Other Books Related to Brideshead Revisited

Brideshead Revisited is an example of modernist fiction. Although Waugh is critical of modernity, and modern art, the novel makes several references to modernist literature throughout, and uses modernist techniques such as realistic dialogue and a non-linear plot. In its depictions of Europe in the build-up to World War II, Brideshead Revisited is similar to Christopher Isherwood’s novels Mr. Norris Changes Trains and Goodbye to Berlin. Its portrayal of life for the English upper classes before and during a war is like Siegfried Sassoon’s Sherston trilogy which is set before and during World War II. Waugh’s depictions of the upper classes, foreign travel, and alcoholism are reminiscent of novels by F. Scott Fitzgerald, such as The Beautiful and the Damned and Tender is the Night. His distant and reserved narrator is also similar to Fitzgerald’s narrator Nick Carraway in The Great Gatsby. Waugh references, and was clearly influenced by, T. S. Eliot’s modernist poem The Waste Land, which deals with the breakdown of 19th century values and cultural change in the early-20th century. In its themes of nostalgia and regret, Brideshead Revisited is similar to Virginia Woolf’s Mrs. Dalloway. The theme of homoerotic male friendship, such as the implied relationship between Charles and Sebastian, is also explored in novels like Maurice by E. M. Forster, which centers on a homosexual relationship between male college students. Religious allegory is also used in the novel,  reminiscent of C. S. Lewis’s Chronicles of Narnia series, which are also set during World War II and deal with the desire to escape the realities of war. Brideshead Revisited is also similar to Atonement by Ian McEwan, which is set partly in an English country house and partly during World War II.

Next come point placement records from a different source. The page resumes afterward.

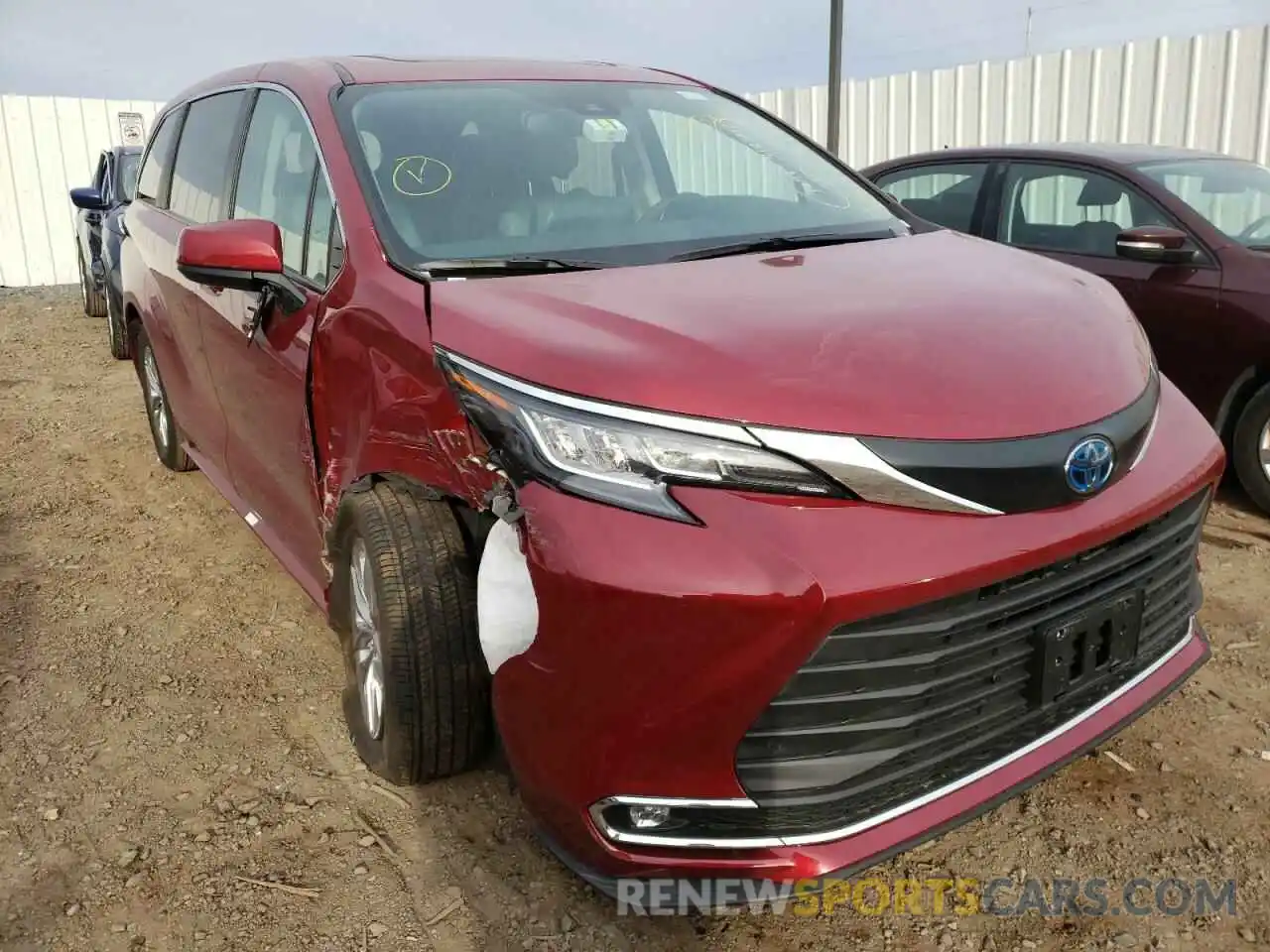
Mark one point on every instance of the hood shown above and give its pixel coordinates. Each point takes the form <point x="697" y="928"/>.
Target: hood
<point x="928" y="336"/>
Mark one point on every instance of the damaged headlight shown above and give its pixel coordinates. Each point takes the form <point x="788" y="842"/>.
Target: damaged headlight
<point x="622" y="456"/>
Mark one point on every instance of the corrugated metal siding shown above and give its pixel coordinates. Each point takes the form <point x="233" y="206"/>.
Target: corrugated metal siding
<point x="1206" y="91"/>
<point x="49" y="145"/>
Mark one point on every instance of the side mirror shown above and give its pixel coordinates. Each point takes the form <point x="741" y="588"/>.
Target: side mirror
<point x="244" y="254"/>
<point x="1157" y="244"/>
<point x="89" y="199"/>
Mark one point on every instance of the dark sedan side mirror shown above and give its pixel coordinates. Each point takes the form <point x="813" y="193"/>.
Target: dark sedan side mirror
<point x="89" y="199"/>
<point x="1157" y="244"/>
<point x="244" y="254"/>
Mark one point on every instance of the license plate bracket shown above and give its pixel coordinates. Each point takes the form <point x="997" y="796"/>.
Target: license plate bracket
<point x="1082" y="648"/>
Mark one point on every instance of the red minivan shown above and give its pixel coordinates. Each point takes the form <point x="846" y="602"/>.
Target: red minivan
<point x="769" y="529"/>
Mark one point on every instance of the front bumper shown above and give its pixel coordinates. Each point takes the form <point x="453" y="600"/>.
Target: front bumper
<point x="659" y="647"/>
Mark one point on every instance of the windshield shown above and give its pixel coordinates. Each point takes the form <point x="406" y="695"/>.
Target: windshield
<point x="616" y="173"/>
<point x="128" y="164"/>
<point x="1230" y="193"/>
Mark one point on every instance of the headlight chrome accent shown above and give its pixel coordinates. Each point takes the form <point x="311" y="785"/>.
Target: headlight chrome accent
<point x="869" y="476"/>
<point x="616" y="454"/>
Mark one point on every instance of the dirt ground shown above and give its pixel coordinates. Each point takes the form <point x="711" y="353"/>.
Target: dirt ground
<point x="172" y="754"/>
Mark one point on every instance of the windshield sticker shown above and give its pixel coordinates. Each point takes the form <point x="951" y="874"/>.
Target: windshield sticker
<point x="603" y="130"/>
<point x="421" y="176"/>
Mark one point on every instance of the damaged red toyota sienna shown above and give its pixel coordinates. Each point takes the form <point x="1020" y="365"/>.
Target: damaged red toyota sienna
<point x="769" y="529"/>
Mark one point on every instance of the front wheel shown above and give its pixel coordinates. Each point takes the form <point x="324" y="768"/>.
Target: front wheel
<point x="118" y="334"/>
<point x="1251" y="448"/>
<point x="163" y="426"/>
<point x="404" y="602"/>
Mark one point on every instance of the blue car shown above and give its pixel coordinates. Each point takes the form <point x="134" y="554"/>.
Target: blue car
<point x="98" y="234"/>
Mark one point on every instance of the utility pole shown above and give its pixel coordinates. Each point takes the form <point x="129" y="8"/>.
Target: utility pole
<point x="834" y="73"/>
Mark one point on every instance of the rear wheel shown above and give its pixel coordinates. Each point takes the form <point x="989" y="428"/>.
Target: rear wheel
<point x="118" y="334"/>
<point x="94" y="301"/>
<point x="163" y="426"/>
<point x="404" y="601"/>
<point x="1251" y="448"/>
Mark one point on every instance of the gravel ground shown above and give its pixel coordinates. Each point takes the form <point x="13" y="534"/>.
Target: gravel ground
<point x="175" y="774"/>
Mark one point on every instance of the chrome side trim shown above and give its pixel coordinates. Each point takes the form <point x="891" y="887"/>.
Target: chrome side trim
<point x="597" y="816"/>
<point x="1151" y="431"/>
<point x="864" y="472"/>
<point x="652" y="417"/>
<point x="808" y="839"/>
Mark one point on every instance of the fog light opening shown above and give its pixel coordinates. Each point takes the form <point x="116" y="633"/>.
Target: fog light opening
<point x="649" y="817"/>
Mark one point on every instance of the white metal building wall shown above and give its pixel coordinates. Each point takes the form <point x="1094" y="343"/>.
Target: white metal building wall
<point x="1206" y="91"/>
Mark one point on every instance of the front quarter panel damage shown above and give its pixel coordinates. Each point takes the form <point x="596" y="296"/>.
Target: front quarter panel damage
<point x="382" y="409"/>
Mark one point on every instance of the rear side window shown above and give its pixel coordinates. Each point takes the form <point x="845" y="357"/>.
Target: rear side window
<point x="322" y="227"/>
<point x="203" y="158"/>
<point x="158" y="159"/>
<point x="944" y="194"/>
<point x="280" y="162"/>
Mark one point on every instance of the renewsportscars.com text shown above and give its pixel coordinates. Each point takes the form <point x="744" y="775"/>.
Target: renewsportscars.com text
<point x="961" y="896"/>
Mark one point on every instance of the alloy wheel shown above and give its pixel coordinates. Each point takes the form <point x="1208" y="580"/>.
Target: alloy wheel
<point x="155" y="398"/>
<point x="367" y="652"/>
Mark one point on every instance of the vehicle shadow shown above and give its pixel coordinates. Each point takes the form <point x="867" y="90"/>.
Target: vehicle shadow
<point x="16" y="587"/>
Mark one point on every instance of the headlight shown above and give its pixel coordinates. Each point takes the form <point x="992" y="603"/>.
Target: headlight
<point x="626" y="462"/>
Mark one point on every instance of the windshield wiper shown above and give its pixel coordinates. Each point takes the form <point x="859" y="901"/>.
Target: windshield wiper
<point x="444" y="267"/>
<point x="780" y="243"/>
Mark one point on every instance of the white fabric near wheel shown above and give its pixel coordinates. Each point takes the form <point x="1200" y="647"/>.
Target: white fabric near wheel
<point x="507" y="608"/>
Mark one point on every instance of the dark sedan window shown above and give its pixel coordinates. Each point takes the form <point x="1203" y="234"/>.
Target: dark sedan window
<point x="1070" y="209"/>
<point x="944" y="194"/>
<point x="1230" y="193"/>
<point x="127" y="176"/>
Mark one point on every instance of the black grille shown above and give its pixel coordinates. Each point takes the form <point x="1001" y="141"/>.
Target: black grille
<point x="892" y="707"/>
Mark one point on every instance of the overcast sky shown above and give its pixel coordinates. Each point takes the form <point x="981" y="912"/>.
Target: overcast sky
<point x="151" y="49"/>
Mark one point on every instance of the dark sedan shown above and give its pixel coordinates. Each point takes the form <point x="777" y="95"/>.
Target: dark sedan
<point x="1184" y="235"/>
<point x="98" y="234"/>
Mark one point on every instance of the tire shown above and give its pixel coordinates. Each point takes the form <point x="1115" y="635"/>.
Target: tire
<point x="94" y="301"/>
<point x="118" y="334"/>
<point x="414" y="633"/>
<point x="163" y="426"/>
<point x="1252" y="433"/>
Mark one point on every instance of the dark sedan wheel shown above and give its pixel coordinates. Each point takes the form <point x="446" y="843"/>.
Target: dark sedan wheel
<point x="404" y="602"/>
<point x="1251" y="448"/>
<point x="163" y="426"/>
<point x="94" y="301"/>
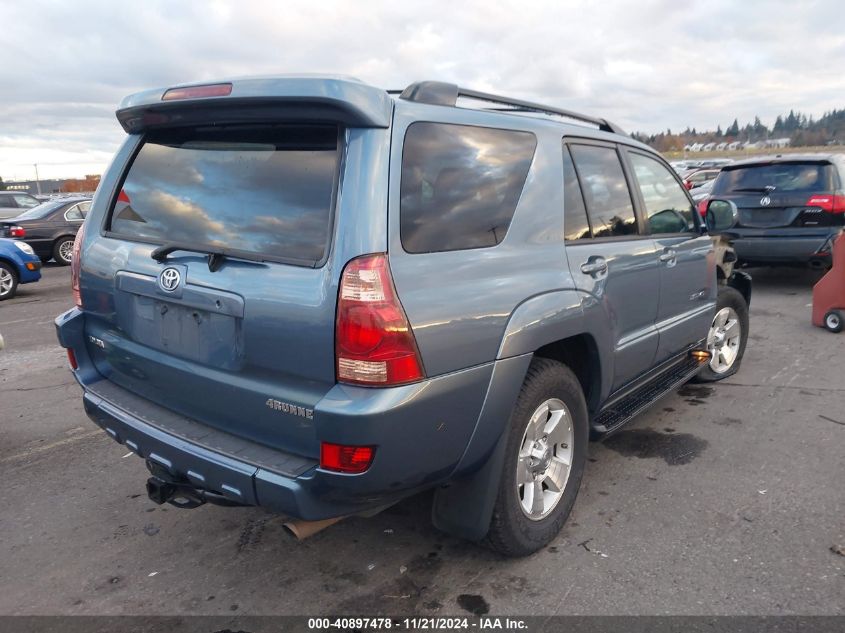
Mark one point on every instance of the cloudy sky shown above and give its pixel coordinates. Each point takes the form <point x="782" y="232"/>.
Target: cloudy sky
<point x="646" y="65"/>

Key Facts about Brideshead Revisited
  • Full Title: Brideshead Revisited
  • When Written: 1944-1945
  • Where Written: Devon, England
  • When Published: 1945
  • Literary Period: Modernism
  • Genre: Novel
  • Setting: Oxford, England; London, England; the British countryside; various parts of Europe; and Morocco.

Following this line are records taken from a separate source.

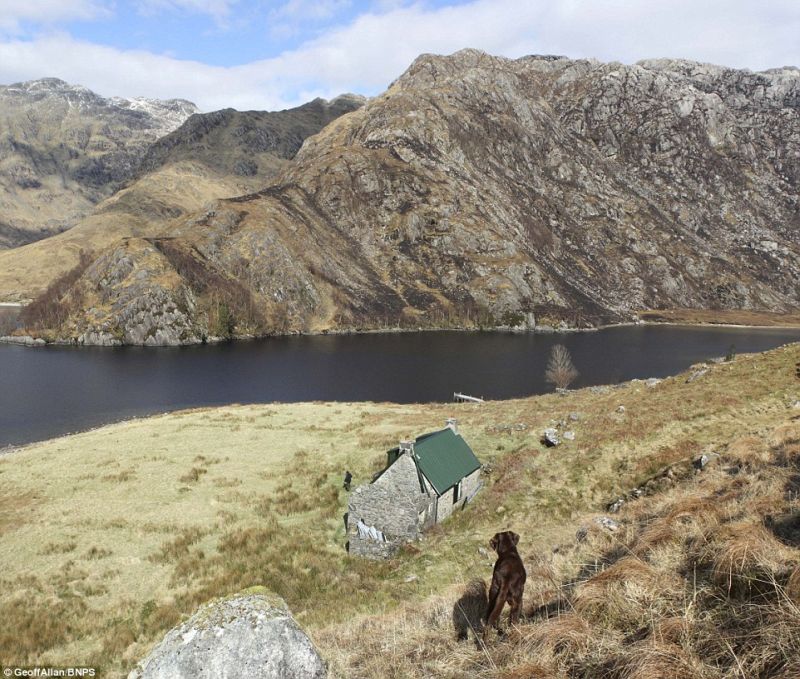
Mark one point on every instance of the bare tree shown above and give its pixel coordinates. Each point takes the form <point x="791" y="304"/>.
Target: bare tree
<point x="560" y="371"/>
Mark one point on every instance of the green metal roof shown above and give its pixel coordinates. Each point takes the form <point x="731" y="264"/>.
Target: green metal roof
<point x="444" y="458"/>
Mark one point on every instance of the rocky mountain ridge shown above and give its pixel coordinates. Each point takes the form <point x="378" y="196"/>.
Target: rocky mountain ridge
<point x="480" y="190"/>
<point x="65" y="149"/>
<point x="210" y="156"/>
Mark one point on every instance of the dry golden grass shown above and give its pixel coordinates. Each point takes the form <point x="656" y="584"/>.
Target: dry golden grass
<point x="108" y="538"/>
<point x="722" y="316"/>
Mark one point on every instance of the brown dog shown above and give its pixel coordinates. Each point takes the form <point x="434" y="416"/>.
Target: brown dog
<point x="508" y="580"/>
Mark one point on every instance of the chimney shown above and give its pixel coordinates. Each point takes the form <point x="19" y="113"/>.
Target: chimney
<point x="406" y="447"/>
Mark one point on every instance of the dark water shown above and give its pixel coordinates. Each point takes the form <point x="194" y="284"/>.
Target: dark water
<point x="55" y="390"/>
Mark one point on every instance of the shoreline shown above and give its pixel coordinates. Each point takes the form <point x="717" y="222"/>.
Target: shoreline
<point x="11" y="448"/>
<point x="38" y="342"/>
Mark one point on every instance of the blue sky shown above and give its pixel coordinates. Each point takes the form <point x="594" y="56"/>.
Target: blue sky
<point x="278" y="53"/>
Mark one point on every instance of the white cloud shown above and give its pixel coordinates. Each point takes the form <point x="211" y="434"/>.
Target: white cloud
<point x="365" y="55"/>
<point x="218" y="9"/>
<point x="14" y="12"/>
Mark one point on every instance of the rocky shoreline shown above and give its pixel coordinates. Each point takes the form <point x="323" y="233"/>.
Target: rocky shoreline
<point x="97" y="339"/>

  • Climax: Charles Ryder, an agnostic who falls in love with the son of a well-known Catholic family during his youth, returns to this family’s home, Brideshead, during his time as an officer in World War II.

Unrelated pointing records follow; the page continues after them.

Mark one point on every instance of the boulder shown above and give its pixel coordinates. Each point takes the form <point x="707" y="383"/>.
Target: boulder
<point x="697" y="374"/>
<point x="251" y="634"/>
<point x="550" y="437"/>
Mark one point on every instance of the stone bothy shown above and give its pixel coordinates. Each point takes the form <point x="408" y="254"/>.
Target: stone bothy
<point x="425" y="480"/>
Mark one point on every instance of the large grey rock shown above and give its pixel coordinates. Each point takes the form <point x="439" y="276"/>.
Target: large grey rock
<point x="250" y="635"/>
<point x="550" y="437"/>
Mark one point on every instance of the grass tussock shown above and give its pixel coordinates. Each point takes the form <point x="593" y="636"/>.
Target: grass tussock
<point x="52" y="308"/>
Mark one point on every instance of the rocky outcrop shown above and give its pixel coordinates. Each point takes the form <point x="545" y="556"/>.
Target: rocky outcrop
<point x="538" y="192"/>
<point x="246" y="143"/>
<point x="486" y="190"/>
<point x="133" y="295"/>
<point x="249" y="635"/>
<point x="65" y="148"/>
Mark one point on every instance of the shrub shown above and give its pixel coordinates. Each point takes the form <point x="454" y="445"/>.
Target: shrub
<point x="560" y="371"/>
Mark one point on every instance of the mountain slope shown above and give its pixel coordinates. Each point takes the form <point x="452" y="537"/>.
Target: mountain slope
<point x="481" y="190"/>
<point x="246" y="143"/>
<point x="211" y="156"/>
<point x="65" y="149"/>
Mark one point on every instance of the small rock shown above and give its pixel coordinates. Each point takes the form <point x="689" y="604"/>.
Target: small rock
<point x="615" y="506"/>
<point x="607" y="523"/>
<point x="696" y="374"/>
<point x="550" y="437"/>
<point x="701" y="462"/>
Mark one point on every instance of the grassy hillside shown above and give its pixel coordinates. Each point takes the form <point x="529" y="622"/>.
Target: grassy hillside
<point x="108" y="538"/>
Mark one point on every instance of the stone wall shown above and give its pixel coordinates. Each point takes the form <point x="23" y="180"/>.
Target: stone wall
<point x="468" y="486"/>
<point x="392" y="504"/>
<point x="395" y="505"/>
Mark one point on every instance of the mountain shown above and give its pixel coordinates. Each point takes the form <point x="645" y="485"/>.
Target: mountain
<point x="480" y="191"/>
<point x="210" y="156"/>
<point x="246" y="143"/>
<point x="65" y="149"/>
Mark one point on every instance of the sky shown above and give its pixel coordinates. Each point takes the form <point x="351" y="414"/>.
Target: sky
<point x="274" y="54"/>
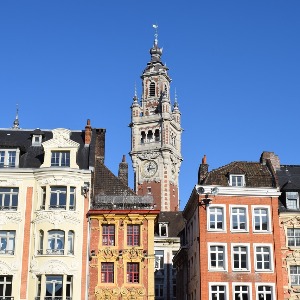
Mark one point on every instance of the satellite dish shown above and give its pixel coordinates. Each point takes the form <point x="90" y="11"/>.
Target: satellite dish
<point x="200" y="190"/>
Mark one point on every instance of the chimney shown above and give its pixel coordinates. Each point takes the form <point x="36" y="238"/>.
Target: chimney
<point x="203" y="170"/>
<point x="88" y="133"/>
<point x="100" y="144"/>
<point x="123" y="171"/>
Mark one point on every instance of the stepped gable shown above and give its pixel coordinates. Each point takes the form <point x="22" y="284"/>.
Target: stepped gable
<point x="256" y="174"/>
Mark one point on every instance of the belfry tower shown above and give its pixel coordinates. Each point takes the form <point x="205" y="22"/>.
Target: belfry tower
<point x="156" y="136"/>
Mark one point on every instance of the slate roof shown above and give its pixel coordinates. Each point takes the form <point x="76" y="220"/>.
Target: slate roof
<point x="175" y="222"/>
<point x="256" y="174"/>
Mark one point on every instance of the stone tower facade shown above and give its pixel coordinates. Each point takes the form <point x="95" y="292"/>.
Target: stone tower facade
<point x="156" y="136"/>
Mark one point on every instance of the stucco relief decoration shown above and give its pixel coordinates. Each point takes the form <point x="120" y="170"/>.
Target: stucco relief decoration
<point x="57" y="217"/>
<point x="54" y="267"/>
<point x="8" y="269"/>
<point x="9" y="217"/>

  • Point of View: First person

Extra Credit for Brideshead Revisited

Lost Love. In his memoirs, Waugh wrote that the character of Sebastian Flyte in Brideshead Revisited is based on Alistair Graham, who Waugh met at Oxford and with whom he had a long-term relationship. Like Sebastian and Charles in the novel, Alistair and Waugh’s relationship ended when Alistair went abroad. Waugh, like Charles, left Oxford soon after Alistair’s departure.

Sword of Honor. Waugh wrote in more detail about his experiences in World War II in his novel trilogy, Sword of Honor. The trilogy was a critical success and won Waugh a great deal of literary acclaim.